In order to say how effective leaking the war plans would be, we have to know how far in advance the plans would be leaked. 48 hours may not have changed the outcome of Pearl Harbor, but several weeks might have.

This might be a slight variation, but I’d take photos of Hiroshima and Nagasaki to the punters in charge in Japan and tell then to FFS Surrender before this happens.

Ideally the war would still have ended but a heap of civilians wouldn’t have been killed.

They didn’t surrender after the first bomb was actually dropped and still argued about it after the second. I don’t think pictures would have much impact.

You couldn’t tell the admirals at Pearl Harbor anything that Billy Mitchell hadn’t already said.

I’d go with the plans for Operation Overlord.

Plausible choice. If the Germans commit their armour and reserves to denying the beachheads, it seems quite possible that D-Day might fail.

They still lose the war, though, and likely the Soviets end up with control over even more of Europe.

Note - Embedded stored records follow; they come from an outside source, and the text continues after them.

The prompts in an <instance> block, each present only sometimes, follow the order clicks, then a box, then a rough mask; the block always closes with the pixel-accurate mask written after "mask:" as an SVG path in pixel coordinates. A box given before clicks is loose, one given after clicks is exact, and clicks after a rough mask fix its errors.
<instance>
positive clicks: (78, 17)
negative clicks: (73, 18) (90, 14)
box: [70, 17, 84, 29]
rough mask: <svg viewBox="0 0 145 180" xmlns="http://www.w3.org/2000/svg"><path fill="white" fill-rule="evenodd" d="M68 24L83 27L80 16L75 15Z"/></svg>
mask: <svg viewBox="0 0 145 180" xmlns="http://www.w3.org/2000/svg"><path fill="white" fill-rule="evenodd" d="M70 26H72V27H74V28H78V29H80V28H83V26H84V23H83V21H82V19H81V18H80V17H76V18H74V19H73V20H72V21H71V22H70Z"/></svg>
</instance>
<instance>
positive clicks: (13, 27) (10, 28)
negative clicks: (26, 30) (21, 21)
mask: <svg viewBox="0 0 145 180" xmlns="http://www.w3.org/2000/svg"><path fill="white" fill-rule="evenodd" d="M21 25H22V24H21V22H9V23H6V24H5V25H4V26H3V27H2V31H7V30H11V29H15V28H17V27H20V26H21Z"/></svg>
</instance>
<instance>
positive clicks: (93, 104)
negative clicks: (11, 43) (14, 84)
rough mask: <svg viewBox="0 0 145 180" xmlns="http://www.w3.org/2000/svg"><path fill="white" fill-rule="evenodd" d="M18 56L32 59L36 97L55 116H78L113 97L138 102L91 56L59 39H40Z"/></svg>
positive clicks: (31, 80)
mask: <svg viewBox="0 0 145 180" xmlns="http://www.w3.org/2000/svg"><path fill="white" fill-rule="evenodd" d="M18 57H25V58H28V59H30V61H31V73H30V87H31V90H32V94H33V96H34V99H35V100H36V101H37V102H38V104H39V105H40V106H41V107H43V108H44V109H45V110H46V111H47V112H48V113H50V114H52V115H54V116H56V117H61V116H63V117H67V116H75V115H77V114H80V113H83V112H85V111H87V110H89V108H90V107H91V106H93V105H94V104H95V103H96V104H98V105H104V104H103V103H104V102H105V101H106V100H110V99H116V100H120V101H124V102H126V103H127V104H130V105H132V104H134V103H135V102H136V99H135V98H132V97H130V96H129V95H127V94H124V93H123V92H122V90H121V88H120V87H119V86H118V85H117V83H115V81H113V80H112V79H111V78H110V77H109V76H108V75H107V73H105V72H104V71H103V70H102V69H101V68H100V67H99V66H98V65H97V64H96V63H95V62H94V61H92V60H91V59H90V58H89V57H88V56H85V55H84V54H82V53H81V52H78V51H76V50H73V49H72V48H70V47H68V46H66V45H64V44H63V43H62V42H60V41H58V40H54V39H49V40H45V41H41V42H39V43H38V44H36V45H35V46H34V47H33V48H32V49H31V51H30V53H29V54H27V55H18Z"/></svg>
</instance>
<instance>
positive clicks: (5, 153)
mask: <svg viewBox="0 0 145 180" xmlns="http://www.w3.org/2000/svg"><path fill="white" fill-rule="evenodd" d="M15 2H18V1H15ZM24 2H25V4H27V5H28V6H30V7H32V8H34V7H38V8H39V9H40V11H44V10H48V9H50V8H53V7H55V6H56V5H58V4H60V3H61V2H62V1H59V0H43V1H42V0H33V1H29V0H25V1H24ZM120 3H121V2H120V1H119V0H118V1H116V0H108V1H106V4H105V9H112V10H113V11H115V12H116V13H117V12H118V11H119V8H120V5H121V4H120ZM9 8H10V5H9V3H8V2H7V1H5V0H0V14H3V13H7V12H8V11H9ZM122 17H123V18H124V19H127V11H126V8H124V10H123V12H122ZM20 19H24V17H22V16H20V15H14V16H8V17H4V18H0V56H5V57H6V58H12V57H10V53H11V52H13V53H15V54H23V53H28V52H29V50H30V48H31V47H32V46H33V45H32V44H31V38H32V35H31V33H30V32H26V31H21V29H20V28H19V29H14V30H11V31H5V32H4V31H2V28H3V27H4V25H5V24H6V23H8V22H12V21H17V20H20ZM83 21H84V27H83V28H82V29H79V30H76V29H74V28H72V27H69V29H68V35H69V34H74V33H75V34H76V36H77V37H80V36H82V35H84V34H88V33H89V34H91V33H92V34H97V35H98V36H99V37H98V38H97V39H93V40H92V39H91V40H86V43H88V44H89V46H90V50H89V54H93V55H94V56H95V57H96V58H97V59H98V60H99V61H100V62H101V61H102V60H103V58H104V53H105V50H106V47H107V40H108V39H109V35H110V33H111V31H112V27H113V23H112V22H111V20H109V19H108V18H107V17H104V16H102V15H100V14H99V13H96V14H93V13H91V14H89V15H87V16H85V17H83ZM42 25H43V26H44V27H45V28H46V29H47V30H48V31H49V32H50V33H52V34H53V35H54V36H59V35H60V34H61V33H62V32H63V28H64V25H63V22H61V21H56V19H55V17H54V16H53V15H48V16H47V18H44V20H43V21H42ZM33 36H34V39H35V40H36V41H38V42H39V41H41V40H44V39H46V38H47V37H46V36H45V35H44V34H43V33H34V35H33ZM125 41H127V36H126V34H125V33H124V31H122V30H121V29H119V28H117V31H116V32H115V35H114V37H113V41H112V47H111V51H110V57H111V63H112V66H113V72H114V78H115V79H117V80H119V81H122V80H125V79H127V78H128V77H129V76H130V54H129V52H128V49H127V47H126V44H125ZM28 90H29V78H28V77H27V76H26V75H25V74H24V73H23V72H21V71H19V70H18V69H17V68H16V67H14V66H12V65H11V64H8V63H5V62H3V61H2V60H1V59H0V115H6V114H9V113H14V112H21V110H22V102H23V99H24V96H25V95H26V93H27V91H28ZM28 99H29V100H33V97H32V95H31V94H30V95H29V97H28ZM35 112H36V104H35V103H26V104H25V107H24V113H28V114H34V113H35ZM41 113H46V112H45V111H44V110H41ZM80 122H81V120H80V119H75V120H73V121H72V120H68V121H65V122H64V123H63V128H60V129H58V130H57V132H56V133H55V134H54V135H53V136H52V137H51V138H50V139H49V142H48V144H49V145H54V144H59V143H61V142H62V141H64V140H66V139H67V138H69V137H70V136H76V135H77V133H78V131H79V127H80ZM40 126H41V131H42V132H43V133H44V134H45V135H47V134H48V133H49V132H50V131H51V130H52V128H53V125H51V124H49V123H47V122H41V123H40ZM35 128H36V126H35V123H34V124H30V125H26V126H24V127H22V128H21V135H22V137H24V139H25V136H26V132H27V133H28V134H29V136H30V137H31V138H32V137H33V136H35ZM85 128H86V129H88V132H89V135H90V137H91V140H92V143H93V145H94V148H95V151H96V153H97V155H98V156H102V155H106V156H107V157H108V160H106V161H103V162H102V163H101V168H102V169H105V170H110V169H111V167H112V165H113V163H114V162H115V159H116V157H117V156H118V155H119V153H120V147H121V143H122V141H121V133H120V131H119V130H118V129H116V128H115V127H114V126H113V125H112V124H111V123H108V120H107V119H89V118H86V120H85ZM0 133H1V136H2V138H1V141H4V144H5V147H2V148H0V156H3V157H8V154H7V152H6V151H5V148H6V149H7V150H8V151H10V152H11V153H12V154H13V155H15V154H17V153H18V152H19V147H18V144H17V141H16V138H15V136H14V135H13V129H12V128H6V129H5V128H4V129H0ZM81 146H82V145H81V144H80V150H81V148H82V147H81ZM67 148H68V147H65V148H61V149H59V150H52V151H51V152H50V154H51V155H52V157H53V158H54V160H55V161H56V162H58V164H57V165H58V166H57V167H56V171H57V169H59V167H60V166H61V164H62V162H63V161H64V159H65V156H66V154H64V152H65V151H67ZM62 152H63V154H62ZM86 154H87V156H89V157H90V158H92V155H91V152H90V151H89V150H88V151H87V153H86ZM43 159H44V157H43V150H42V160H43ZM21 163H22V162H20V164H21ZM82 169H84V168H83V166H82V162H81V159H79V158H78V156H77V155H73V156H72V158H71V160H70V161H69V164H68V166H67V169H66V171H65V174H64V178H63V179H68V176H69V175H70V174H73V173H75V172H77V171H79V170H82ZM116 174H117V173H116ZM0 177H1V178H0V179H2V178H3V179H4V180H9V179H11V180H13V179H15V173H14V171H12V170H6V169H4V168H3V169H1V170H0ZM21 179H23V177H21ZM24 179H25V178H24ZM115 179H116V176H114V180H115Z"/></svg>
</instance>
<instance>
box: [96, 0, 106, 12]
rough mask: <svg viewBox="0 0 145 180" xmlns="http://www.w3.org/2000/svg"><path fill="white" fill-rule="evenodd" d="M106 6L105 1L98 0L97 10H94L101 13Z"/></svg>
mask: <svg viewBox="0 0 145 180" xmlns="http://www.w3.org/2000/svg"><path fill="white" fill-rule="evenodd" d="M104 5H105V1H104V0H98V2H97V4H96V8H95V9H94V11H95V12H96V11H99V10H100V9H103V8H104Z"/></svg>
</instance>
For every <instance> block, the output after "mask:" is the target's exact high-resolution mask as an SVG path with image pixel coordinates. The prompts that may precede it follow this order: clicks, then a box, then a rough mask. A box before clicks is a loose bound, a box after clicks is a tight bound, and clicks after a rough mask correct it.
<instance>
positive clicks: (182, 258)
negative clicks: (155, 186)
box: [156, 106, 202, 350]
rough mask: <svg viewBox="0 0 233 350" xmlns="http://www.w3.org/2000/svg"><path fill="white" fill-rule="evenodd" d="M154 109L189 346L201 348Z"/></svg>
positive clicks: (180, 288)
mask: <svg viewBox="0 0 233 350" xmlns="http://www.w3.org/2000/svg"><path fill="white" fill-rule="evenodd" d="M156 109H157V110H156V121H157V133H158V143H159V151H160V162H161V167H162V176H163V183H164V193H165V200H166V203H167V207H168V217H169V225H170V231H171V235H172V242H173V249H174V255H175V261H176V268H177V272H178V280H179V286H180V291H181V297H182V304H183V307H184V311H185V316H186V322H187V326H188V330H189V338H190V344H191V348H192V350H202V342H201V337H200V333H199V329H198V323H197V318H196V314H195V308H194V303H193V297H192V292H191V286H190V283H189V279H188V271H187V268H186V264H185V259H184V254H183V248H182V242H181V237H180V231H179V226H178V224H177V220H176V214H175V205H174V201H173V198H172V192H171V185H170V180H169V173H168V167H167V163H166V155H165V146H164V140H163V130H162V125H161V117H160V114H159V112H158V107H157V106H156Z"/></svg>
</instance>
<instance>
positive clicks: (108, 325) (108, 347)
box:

I’d have gone back to 1978 and told David Letterman to work a little more on his tire-running and wall-climbing - otherwise Billy Crystal is going to kick his ass.

[ul]
[/ul]

If the US has 48 hours of warning about Pearl Harbor, and is absolutely convinced that it is genuine, how could that possibly NOT make a difference? If nothing else, seems like the US could easily:
(1) Get all their fighters in the air
(2) Have all the antiaircraft guns manned
(3) Steam a bunch of battleships out of the harbor so they’re scattered around and moving, not just lined up like dominos

Seems like that would pretty much change everything, and that’s ignoring that with this hypothetical the US would also know basically exactly where the Japanese carriers were going to be…

I agree with Gorsnak that this wouldn’t change the outcome of WWII, but it would be very interesting to see how the cold war period changed if the Soviets ended up occupying all of Germany. Or, for that matter, what happens near the end of the War if Germany is fighting on only a single front. Does the entire German governmental apparatus start fleeing west past the actual pre-war borders?
(Does anyone know if we had a plan to try D-Day again if it failed miserably? Or would we just go throw everything into the Italian front or something?)